Едва войдя в монастырское помещение, где постоянно останавливался, он бросился на постель и вдруг зарыдал.
Прибежавший к нему архимандрит лавры, Викентий, долго не мог добиться от него ни слова.
Наконец рыдания царя стихли, он заговорил; но речь его прерывалась неудержимыми слезами.
— Меня и всех моих извести сестра хочет, — говорил Петр, — нигде нет от нее защиты. Велела своим разбойникам-стрельцам поджечь Преображенское, едва выскочил… Укрой меня, отче, спаси!..
Архимандрит стал его успокаивать.
— Укроем, государь, здесь никто до тебя не доберется. Добрую мысль Господь вложил в тебя — поспешить в нашу святую обитель. Под покровом Сергия преподобного, великого чудотворца и молитвенника за землю Русскую, тебе нечего бояться… Не раз притекавшие сюда находили оплот твердый у Божьего угодника. Сам, государь, не хуже моего ведаешь, как обитель сия Русскую землю спасала, как враг приходил разорять ее и стоял у стен сих в неисчислимом, аки песок морской, множестве… и все же ни силою человеческою, ни силою дьявольскую не мог в нее внити, не мог предать храмы святые на разорение, мощи честные на поругание! И ныне, как и древле, встанет на защиту твою святой угодник Божий и не одолеют тебя под его защитою враги твои! Будь же спокоен, государь, уйми свои слезы, да потолкуем лучше, как и что делать.
Спокойная речь архимандрита, исполненная глубокой веры, славное прошлое Троицкой Лавры, этой неприступной твердыни великого защитника земли Русской, Сергия, успокоили Петра.

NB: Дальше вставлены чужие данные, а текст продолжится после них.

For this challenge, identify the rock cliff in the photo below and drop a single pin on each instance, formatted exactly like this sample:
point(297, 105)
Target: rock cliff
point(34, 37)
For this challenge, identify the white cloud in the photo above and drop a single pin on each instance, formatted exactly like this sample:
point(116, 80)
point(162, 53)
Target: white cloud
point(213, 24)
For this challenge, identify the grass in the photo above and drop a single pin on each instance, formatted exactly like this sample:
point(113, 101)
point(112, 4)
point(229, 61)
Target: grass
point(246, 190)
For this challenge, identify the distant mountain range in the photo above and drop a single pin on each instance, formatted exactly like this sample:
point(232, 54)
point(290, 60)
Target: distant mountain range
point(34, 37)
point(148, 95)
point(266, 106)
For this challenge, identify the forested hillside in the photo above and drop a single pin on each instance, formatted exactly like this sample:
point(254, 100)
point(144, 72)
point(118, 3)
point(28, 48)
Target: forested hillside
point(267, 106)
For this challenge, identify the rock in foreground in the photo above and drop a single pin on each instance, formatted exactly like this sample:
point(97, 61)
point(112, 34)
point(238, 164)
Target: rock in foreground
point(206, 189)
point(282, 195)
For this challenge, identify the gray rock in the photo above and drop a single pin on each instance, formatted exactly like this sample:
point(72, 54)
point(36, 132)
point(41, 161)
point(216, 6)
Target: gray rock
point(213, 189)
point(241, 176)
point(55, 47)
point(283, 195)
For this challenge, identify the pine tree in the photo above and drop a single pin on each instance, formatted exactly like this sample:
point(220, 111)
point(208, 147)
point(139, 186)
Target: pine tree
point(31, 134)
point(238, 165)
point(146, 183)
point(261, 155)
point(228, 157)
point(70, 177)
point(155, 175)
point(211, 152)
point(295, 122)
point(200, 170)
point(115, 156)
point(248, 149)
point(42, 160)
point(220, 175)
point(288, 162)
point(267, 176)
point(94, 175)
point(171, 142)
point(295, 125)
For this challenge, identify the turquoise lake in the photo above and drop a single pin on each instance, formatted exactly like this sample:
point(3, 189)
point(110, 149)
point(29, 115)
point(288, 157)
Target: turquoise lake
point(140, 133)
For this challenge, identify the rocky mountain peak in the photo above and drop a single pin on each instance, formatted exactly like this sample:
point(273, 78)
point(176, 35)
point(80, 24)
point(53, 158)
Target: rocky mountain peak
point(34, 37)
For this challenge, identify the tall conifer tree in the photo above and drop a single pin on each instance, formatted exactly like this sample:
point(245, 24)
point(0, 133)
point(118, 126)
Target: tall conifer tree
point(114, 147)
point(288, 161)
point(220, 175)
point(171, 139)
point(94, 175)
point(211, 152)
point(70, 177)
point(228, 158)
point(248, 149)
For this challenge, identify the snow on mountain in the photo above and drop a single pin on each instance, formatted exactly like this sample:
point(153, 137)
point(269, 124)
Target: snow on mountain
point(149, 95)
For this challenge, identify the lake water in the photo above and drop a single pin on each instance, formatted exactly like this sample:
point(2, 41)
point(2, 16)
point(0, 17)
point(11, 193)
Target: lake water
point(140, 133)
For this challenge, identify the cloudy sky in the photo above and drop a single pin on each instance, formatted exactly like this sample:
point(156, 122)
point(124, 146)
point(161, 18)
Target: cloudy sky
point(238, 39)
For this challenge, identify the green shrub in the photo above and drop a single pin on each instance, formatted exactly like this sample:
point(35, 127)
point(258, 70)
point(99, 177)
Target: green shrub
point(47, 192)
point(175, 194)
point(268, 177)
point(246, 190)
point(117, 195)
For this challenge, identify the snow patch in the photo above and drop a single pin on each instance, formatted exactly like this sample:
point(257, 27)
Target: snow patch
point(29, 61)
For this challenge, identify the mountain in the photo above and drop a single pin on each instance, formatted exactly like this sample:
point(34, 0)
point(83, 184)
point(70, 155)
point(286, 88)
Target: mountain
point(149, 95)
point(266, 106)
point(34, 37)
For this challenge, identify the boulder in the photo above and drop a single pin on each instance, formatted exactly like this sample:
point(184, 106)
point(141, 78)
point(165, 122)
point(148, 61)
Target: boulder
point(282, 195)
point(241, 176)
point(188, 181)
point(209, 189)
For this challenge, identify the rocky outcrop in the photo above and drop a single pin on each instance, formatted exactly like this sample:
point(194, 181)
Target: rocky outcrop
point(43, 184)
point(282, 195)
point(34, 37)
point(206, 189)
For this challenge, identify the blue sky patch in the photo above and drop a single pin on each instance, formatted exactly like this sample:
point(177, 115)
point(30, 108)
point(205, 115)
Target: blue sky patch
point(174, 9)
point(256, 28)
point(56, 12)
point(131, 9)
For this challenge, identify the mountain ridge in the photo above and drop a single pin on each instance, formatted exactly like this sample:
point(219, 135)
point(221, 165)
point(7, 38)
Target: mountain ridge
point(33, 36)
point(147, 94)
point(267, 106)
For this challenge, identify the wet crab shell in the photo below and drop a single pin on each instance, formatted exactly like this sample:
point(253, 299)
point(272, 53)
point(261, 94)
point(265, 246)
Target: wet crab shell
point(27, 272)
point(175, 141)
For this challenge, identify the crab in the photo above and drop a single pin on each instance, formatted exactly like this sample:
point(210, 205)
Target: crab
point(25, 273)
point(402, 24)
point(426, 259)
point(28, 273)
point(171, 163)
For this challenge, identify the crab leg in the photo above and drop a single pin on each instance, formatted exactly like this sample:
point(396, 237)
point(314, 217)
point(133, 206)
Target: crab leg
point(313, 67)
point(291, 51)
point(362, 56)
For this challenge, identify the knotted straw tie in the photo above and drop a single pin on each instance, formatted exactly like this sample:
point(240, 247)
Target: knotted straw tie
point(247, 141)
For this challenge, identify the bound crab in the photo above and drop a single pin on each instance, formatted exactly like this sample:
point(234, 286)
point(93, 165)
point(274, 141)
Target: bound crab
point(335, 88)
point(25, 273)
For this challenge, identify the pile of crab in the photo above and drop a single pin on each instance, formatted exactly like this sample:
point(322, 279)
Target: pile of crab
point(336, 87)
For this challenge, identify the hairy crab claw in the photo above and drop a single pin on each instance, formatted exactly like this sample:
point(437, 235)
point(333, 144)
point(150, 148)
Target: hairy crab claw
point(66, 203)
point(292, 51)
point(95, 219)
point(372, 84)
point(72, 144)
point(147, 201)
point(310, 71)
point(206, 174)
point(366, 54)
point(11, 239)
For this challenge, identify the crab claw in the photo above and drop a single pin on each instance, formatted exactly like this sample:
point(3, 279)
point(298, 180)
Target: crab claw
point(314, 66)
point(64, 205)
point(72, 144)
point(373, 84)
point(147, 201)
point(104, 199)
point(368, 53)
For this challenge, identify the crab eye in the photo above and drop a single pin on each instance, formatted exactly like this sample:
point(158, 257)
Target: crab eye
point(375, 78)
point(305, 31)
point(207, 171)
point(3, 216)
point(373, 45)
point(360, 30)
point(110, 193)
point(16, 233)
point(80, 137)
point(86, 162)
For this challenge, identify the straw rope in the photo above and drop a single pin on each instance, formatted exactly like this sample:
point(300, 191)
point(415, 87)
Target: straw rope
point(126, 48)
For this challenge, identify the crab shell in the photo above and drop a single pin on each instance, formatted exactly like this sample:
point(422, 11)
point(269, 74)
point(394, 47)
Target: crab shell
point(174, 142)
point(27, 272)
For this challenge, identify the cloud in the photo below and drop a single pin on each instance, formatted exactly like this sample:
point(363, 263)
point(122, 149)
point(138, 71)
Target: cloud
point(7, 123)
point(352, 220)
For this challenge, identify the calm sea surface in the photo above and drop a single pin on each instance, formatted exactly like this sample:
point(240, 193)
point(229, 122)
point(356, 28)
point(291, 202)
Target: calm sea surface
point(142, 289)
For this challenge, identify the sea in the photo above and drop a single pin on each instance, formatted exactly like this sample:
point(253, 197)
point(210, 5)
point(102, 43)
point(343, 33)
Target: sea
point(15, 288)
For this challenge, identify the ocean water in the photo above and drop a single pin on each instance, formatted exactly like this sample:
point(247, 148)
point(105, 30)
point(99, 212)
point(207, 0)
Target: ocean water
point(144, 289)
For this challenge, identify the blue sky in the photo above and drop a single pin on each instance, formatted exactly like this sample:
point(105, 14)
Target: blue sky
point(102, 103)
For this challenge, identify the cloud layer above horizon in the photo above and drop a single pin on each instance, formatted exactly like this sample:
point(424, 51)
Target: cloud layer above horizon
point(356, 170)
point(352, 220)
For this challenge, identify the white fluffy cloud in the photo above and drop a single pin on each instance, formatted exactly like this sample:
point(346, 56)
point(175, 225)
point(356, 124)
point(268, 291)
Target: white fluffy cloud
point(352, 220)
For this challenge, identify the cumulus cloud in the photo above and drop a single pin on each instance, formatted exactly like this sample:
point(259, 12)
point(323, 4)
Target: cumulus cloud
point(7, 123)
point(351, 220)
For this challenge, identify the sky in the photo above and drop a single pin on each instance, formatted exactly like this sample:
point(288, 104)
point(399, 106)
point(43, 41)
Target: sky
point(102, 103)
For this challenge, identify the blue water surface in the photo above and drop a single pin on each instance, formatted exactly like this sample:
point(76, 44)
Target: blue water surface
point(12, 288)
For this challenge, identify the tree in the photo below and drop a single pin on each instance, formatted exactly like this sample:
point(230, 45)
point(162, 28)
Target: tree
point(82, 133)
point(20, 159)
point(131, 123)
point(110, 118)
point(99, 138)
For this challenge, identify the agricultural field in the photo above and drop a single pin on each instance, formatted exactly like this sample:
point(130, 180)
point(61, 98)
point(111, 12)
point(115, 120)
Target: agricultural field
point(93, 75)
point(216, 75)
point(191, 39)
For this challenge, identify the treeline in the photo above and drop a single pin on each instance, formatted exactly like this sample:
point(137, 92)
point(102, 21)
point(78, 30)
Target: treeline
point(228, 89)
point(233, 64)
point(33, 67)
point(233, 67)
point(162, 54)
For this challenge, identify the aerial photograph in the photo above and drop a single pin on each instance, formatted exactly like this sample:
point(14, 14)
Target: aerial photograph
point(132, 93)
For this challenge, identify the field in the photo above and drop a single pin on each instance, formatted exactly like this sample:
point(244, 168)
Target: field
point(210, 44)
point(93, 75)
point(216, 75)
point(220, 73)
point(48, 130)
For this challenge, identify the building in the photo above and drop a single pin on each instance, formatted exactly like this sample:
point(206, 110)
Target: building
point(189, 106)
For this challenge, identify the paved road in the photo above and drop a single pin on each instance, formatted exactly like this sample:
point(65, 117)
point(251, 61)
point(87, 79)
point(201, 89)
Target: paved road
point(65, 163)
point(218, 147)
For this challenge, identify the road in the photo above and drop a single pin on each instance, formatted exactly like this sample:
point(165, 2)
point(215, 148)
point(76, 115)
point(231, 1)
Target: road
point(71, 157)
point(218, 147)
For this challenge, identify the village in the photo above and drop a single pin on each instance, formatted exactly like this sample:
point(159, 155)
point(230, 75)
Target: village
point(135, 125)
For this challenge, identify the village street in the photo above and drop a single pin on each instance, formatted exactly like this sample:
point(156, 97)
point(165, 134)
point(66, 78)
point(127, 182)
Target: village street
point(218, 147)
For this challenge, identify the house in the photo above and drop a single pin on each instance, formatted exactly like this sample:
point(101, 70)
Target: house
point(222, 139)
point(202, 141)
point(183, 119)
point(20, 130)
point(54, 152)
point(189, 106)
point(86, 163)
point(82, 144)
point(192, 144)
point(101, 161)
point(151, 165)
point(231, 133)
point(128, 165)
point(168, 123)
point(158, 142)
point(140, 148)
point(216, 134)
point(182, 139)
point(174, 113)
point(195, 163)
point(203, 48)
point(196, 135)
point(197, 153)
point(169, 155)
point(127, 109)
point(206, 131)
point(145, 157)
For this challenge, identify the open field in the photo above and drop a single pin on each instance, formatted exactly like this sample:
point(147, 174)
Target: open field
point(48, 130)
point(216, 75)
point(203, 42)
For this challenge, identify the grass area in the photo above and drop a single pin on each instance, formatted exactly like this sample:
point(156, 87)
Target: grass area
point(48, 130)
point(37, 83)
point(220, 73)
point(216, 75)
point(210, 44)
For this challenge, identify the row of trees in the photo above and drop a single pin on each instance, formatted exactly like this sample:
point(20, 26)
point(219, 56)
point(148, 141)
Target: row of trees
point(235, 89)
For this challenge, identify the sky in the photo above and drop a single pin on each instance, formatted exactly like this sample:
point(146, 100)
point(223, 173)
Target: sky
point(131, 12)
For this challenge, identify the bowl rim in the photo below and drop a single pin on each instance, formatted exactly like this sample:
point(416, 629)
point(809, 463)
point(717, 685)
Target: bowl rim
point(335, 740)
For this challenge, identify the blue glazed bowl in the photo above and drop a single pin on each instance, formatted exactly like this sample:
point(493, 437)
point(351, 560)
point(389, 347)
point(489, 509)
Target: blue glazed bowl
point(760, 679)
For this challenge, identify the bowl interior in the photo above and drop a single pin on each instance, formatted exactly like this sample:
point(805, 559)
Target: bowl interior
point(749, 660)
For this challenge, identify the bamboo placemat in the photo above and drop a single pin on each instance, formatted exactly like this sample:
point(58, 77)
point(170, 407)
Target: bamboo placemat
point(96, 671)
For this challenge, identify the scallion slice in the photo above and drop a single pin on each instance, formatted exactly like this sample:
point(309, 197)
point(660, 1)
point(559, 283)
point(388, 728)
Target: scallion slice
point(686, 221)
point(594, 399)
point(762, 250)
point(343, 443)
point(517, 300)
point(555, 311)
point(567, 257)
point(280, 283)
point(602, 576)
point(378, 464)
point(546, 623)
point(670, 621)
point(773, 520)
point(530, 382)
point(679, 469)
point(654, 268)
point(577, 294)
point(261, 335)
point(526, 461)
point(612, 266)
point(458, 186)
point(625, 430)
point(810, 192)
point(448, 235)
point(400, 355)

Его слезы остановились, временная слабость и сознание своей беззащитности исчезли. Он даже устыдился этой слабости, в глазах его снова блеснула смелая воля, и он уже не как испуганный ребенок, а как твердый, разумный муж начал толковать с архимандритом.
Он решил дождаться своих и немедленно послать к Софье требование, чтобы она выдала ему головою Шакловитого. Если она откажется — кликнуть клич по земле Русской, сзывать людей ратных и силою взять незаконно отнимаемое у него родительское наследие — Русскую землю, о которой он ежечасно помышляет, которой отдает всю жизнь свою, от которой не отступится ни за что в мире.